酔古堂剣掃 / 集靈・古今盡く蜉蝣に屬す
興來醉倒落花前,天地即為衾枕;機息坐忘磐石上,古今盡屬蜉蝣。
新字:興来酔倒落花前,天地即為衾枕;機息坐忘磐石上,古今尽属蜉蝣。
書き下し
興來たりて落花の前に醉倒すれば、天地即ち衾枕と為る。機息みて磐石の上に坐忘すれば、古今盡く蜉蝣に屬す。
現代語訳
興が乗って散る花の前で酔いつぶれれば、天地がそのまま布団と枕になります。はかりごとの心がやんで大きな岩の上で我を忘れて座れば、古今のすべてはかげろうのようにはかないものとなります。
解説
酔いと坐忘という二つの境地で、天地と古今を小さくしてしまう対句です。
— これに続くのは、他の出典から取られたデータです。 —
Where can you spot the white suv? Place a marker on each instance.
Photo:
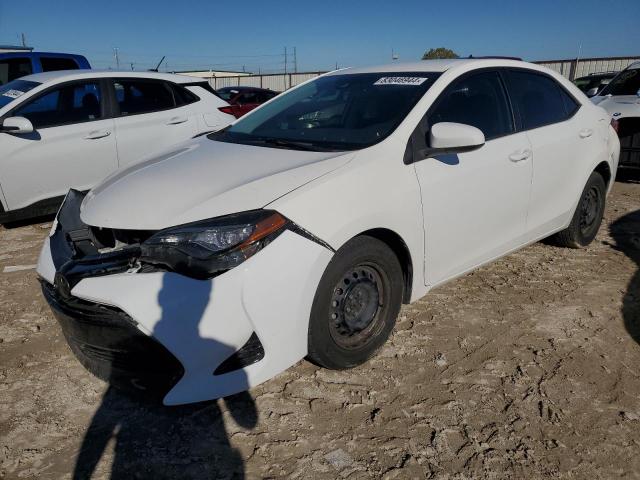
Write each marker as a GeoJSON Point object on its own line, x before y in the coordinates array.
{"type": "Point", "coordinates": [300, 229]}
{"type": "Point", "coordinates": [70, 129]}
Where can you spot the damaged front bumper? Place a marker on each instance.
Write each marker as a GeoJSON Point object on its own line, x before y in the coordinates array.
{"type": "Point", "coordinates": [178, 338]}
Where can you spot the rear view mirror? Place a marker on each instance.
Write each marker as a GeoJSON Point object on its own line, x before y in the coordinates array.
{"type": "Point", "coordinates": [17, 125]}
{"type": "Point", "coordinates": [592, 92]}
{"type": "Point", "coordinates": [449, 137]}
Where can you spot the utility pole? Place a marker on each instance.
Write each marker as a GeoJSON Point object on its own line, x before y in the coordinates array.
{"type": "Point", "coordinates": [285, 60]}
{"type": "Point", "coordinates": [295, 60]}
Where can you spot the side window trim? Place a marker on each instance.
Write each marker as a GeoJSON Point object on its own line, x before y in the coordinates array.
{"type": "Point", "coordinates": [520, 122]}
{"type": "Point", "coordinates": [58, 86]}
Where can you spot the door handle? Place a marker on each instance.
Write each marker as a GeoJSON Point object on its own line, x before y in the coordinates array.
{"type": "Point", "coordinates": [586, 133]}
{"type": "Point", "coordinates": [176, 120]}
{"type": "Point", "coordinates": [97, 134]}
{"type": "Point", "coordinates": [520, 155]}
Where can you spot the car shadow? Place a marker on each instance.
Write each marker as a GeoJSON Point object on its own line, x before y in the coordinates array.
{"type": "Point", "coordinates": [626, 233]}
{"type": "Point", "coordinates": [152, 441]}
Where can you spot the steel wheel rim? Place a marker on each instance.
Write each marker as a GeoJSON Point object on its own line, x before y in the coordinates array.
{"type": "Point", "coordinates": [589, 209]}
{"type": "Point", "coordinates": [355, 310]}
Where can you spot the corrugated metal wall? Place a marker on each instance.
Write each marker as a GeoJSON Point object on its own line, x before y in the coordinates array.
{"type": "Point", "coordinates": [572, 69]}
{"type": "Point", "coordinates": [569, 68]}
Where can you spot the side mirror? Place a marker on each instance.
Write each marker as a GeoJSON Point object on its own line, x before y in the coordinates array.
{"type": "Point", "coordinates": [592, 92]}
{"type": "Point", "coordinates": [449, 137]}
{"type": "Point", "coordinates": [17, 125]}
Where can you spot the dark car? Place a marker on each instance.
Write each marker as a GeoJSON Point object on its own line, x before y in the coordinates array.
{"type": "Point", "coordinates": [244, 99]}
{"type": "Point", "coordinates": [594, 80]}
{"type": "Point", "coordinates": [19, 64]}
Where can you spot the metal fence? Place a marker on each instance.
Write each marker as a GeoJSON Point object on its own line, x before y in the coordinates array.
{"type": "Point", "coordinates": [575, 68]}
{"type": "Point", "coordinates": [570, 68]}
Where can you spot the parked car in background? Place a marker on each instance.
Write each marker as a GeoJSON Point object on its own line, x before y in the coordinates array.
{"type": "Point", "coordinates": [244, 99]}
{"type": "Point", "coordinates": [621, 98]}
{"type": "Point", "coordinates": [61, 130]}
{"type": "Point", "coordinates": [593, 83]}
{"type": "Point", "coordinates": [14, 65]}
{"type": "Point", "coordinates": [301, 228]}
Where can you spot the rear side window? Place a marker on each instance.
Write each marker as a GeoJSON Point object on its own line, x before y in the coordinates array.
{"type": "Point", "coordinates": [539, 99]}
{"type": "Point", "coordinates": [478, 100]}
{"type": "Point", "coordinates": [143, 96]}
{"type": "Point", "coordinates": [74, 103]}
{"type": "Point", "coordinates": [183, 96]}
{"type": "Point", "coordinates": [13, 68]}
{"type": "Point", "coordinates": [50, 64]}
前半は、散る花の下で酔い伏せば、天と地がそのまま寝具になるという豪放な気分を言います。晋の劉伶が天地を家とし部屋を下着とすると言った話にも通じる発想です。後半の機はたくらみや駆け引きの心、坐忘は荘子に出る言葉で、身も知恵も忘れて道と一体になることです。その境地から見れば、古今の歴史もかげろうの一生のように短いと言います。目の前の悩みが大きく見えるときは、視点をうんと引いて眺めると、少し肩の力が抜けるものです。